I wandered lonely as a cloud
That floats on high o'er vales and hills,
When all at once I saw a crowd,
A host, of golden daffodils:
Beside the lake, beneath the trees,
Fluttering and dancing in the breeze.
Continuous as the stars that shine
And twinkle on the milky way,
They stretched in never-ending line
Along the margin of a bay:
Ten thousand saw I at a glance,
Tossing their heads in sprightly dance.
The waves beside them danced, but they
Out-did the sparkling leaves in glee:
A poet could not be but gay,
In such a jocund company!
I gazed--and gazed--but little thought
What wealth the show to me had brought:
For oft, when on my couch I lie
In vacant or in pensive mood,
They flash upon that inward eye
Which is the bliss of solitude;
And then my heart with pleasure fills,
And dances with the daffodils.
I've always loved this poem, and although I don't have a "host" of daffodils, they do fill my heart with pleasure, as Wordsworth says. I always liked Wordsworth's poems, but I've grown to love them even more the last few years. Wordsworth saw the divine in nature and felt that man was a better person by enjoying and contemplating nature. As a gardener, what more perfect inspiration could you ask for?

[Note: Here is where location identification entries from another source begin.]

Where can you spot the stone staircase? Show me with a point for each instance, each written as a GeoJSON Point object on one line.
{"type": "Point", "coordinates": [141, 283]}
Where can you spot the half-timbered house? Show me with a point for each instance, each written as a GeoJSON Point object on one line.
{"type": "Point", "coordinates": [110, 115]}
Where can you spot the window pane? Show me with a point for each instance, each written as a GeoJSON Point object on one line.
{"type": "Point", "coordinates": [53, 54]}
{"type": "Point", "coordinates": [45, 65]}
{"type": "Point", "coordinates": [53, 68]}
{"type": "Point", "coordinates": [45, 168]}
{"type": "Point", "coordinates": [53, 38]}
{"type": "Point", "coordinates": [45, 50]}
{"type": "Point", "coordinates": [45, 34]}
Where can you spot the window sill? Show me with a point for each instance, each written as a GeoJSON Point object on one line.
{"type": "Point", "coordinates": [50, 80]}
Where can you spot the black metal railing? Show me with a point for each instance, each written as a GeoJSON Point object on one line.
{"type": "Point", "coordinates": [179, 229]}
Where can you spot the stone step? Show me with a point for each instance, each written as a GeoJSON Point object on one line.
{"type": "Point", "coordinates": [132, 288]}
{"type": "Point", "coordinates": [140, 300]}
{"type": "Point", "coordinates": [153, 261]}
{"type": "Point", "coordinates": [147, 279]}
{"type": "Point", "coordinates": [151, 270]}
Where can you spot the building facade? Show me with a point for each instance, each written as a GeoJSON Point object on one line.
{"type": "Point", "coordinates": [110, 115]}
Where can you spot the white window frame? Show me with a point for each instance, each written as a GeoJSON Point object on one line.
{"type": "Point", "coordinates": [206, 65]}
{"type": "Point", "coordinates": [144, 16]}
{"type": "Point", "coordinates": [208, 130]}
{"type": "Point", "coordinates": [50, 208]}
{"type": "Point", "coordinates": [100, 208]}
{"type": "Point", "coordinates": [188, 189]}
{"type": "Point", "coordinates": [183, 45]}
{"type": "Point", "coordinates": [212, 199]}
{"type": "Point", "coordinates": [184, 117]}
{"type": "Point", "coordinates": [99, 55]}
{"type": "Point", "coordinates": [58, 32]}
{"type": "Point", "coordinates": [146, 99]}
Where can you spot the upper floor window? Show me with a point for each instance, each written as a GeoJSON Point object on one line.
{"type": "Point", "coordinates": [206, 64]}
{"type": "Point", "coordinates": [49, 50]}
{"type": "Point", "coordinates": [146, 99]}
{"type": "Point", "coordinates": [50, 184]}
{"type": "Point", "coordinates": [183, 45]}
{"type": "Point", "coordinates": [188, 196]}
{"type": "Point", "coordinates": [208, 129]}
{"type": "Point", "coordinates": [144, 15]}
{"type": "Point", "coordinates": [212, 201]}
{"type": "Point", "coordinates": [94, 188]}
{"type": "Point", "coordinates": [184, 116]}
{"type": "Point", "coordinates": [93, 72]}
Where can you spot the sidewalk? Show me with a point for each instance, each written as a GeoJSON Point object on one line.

My spring bulbs are all late-flowering ones--still no tulips--but besides the daffodils, I do have some hyacinths blooming. As you can see (and will see later in the season), I am partial to purple.
( Footnote: Thank you to someone, I think it is Mary, who had a note in her profile about her camera always being in macromode. Out of curiosity, I actually read my camera manual before taking these pictures.)